W miniony piątek na deskach Teatru Słowackiego miała miejsce premiera „Dziadów” w reż. Mai Kleczewskiej. Głos w sprawie spektaklu zabrała Barbara Nowak – Małopolska Kurator Oświaty.
„Dziady” Adama Mickiewicza to kolejna premiera tego sezonu w Teatrze Słowackiego. Spektakl w reżyserii Mai Kleczewskiej to opowieść o Polsce i jej dwóch obliczach.
Głos w sprawie spektaklu zabrała Barbara Nowak, która oceniła, że spektakl zawiera interpretacje nieadekwatne i szkodliwe dla dzieci i uczniów, które nie wpisują się w cele systemu oświaty.
„Odradzam organizację wyjść szkolnych na spektakl „Dziady" w Teatrze J. Słowackiego. W mojej ocenie, haniebne jest używanie dzieła wieszcza A. Mickiewicza dla celów politycznej walki współczesnej opozycji antyrządowej z polską racją stanu” – napisała na Twitterze.
„To nienawiść do rodowodu historycznego Polski”
Na stronie Małopolskiego Kuratorium Oświaty pojawił się już list w sprawie spektaklu.
– Wskazana we wstępie interpretacja „Dziadów” Adama Mickiewicza, jest swobodną emanacją poglądów środowiska, które pragnie kształtować spojrzenie społeczne na współczesną Polskę nie z troską, miłością należną Ojczyźnie, lecz z nienawiścią do jej rodowodu historycznego, do tożsamości narodu ugruntowanego na fundamencie tradycji cywilizacji łacińskiej. Ten spektakl zawiera i promuje treści, które pozostają w jawnej sprzeczności z celami wychowania młodych Polaków określonych w preambule Prawa Oświatowego – czytamy w oświadczeniu kurator Barbary Nowak.

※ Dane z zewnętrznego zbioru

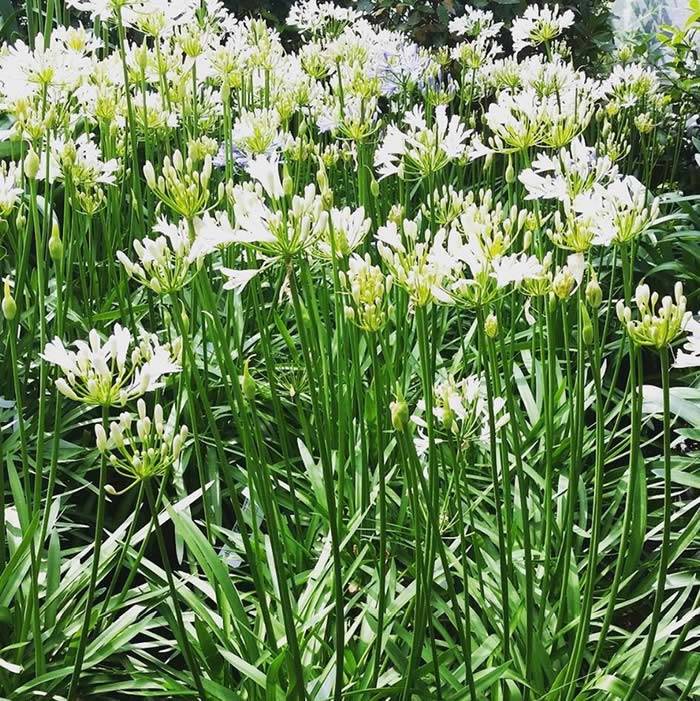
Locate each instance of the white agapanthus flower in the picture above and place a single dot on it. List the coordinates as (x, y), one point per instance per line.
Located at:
(421, 150)
(539, 25)
(346, 230)
(475, 23)
(140, 447)
(567, 174)
(114, 371)
(164, 264)
(418, 264)
(313, 16)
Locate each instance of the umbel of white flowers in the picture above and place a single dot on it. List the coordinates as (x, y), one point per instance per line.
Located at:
(660, 327)
(144, 448)
(112, 372)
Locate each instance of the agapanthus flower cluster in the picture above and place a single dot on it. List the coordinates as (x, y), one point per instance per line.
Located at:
(140, 447)
(114, 371)
(658, 326)
(421, 150)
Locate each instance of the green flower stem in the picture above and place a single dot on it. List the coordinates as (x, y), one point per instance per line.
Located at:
(666, 536)
(184, 638)
(97, 547)
(329, 488)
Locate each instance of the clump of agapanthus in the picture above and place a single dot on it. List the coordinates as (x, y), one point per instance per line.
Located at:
(620, 212)
(368, 289)
(183, 184)
(140, 447)
(418, 263)
(280, 234)
(10, 191)
(539, 25)
(461, 409)
(164, 264)
(421, 150)
(114, 371)
(655, 327)
(345, 231)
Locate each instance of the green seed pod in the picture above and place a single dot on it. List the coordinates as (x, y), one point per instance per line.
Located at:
(248, 383)
(399, 414)
(491, 326)
(32, 164)
(594, 295)
(55, 244)
(9, 306)
(510, 171)
(586, 327)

W podsumowaniu czytamy, że „Małopolski Kurator Oświaty zdecydowanie odradza organizowanie przez szkoły wyjść dzieci i młodzieży na ten spektakl”.
Teatr odpowiada
Teatr Słowackiego wydał w tej sprawie oświadczenie.
– „Dziady” – jak każde dzieło sztuki – poddawane były wielu twórczym interpretacjom, inscenizacje zawsze korespondowały z czasami, w których były wystawiane. W tym wypadku reżyserka bardzo uważnie podeszła do lektury dzieła Mickiewicza i przefiltrowała je przez polską teraźniejszość. Nie dopisując nic autorowi, podążając za myślą jego i prof. Marii Janion, nie szukając prostych rozwiązań, łatwych diagnoz politycznych, czy tanich prowokacji – czytamy w oświadczeniu.
Teatr zaznacza, że "Maja Kleczewska powierzyła rolę Konrada kobiecie, nie odbierając nic oryginałowi, odkrywając za to nowe sensy".
– Mówiona przez nią Wielka improwizacja – bez zmian w tekście, bez żadnych dodatkowych efektów, mówiona samotnie na pustej scenie – brzmi dziś niezwykle mocno i dobitnie. W naszym mniemaniu powstał spektakl mądry, odważny, we wnikliwy sposób dialogujący zarówno z tekstem Mickiewicza, jak i z otaczającą nas rzeczywistością. Spektakl, z którego jesteśmy dumni - podkreśla teatr.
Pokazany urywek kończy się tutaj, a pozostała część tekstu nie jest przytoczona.